Si se suma esta situación con la del aumento explosivo del VIH, la mezcla es peligrosa: la tuberculosis deteriora aún más su estado inmunológico y es la principal causa de muerte infecciosa en ese tipo de pacientes. Los motivos de ambos aumentos no tienen nada que ver entre sí, pues la mayoría de los expertos señalan que si el virus del sida se expandió, no tiene que ver con los migrantes -como señaló hace un mes el ministro de Salud, Emilio Santelices- ni es un brote introducido.

“Hay una mezcla de factores en el rebrote de estas enfermedades. Las de transmisión sexual (ETS)son conocidas y tienen que ver con el poco cuidado de las personas y la falta de impacto de políticas públicas, pues los programas de detección no están llegando a quienes deberían llegar. Un elemento es la migración, pero hay muchos más, y los datos revelan que no se puede culpar a los de afuera cuando no se ve lo que ya está instalado en el país y que no ha mostrado un descenso significativo”, dice Delpiano.

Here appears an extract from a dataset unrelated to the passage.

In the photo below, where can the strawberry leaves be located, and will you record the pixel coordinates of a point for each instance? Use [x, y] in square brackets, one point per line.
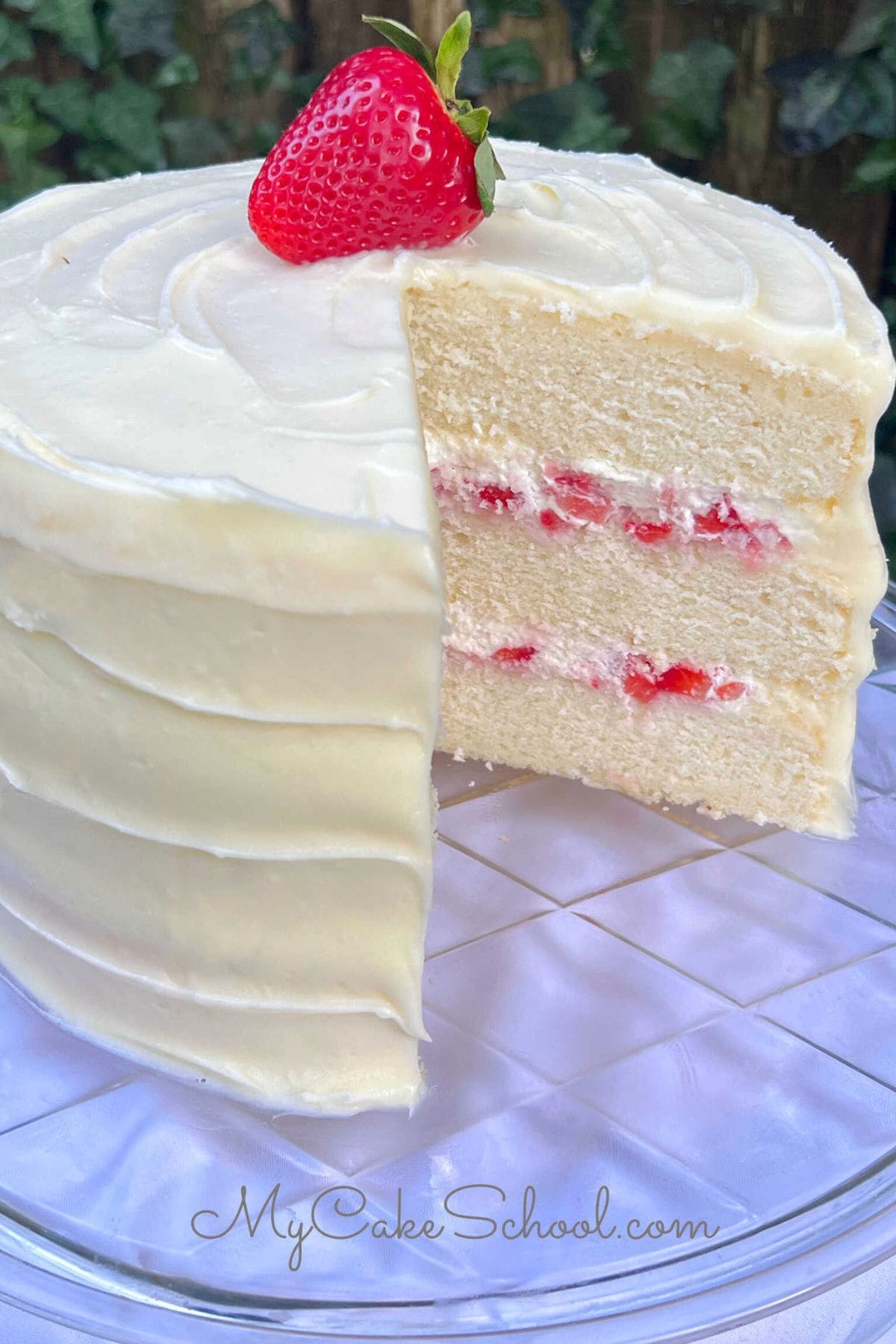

Prueba de ello es lo que ha pasado con la sífilis y la gonorrea, dos enfermedades que sirven como barómetro para la epidemiología de transmisión sexual. La primera ha ido en un aumento progresivo y continuo desde 2008, pasando de 19 a más de 32 notificaciones por cada 100 mil habitantes. Muy similar a la segunda, que creció de seis a 15 casos por cada 100 mil personas.

“Hace años vimos que esas dos enfermedades aumentaban, y se podía prever que así mismo ocurriría con el VIH. Pero nunca se les dio prioridad en los programas y políticas públicas”, asegura el infectólogo Mario Calvo.

El sistema reacciona

Varios de los consultados por Reportajes señalan que a pesar del incremento en muchas de estas patologías, el sistema de vigilancia epidemiológica del Minsal funciona y ha permitido reaccionar y mantener a raya los brotes.

“Los brotes tienen ciclos y los sistemas de vigilancia tienen como objetivo generar alertas, tanto a nivel nacional como internacional. Conociendo lo que pasa en el escenario internacional, podemos prepararnos para reaccionar lo más rápido posible cuando se detecta un brote. Lo importante es estar preparados y tener un eficiente equipo de respuesta para lograr contenerlo”, dice Solana Terrazas, jefa de la división de Planificación Sanitaria de la Subsecretaría de Salud.

A los planes extraordinarios de vacunación, el ministerio pretende sumar capacitaciones al personal médico para abordar patologías importadas. Así lo anunció el subsecretario de Redes Asistenciales, Luis Castillo, a fines de febrero, cuando manifestó su “preocupación por la aparición de enfermedades que estaban olvidadas y que incluso ya no se enseñan en las carreras médicas”.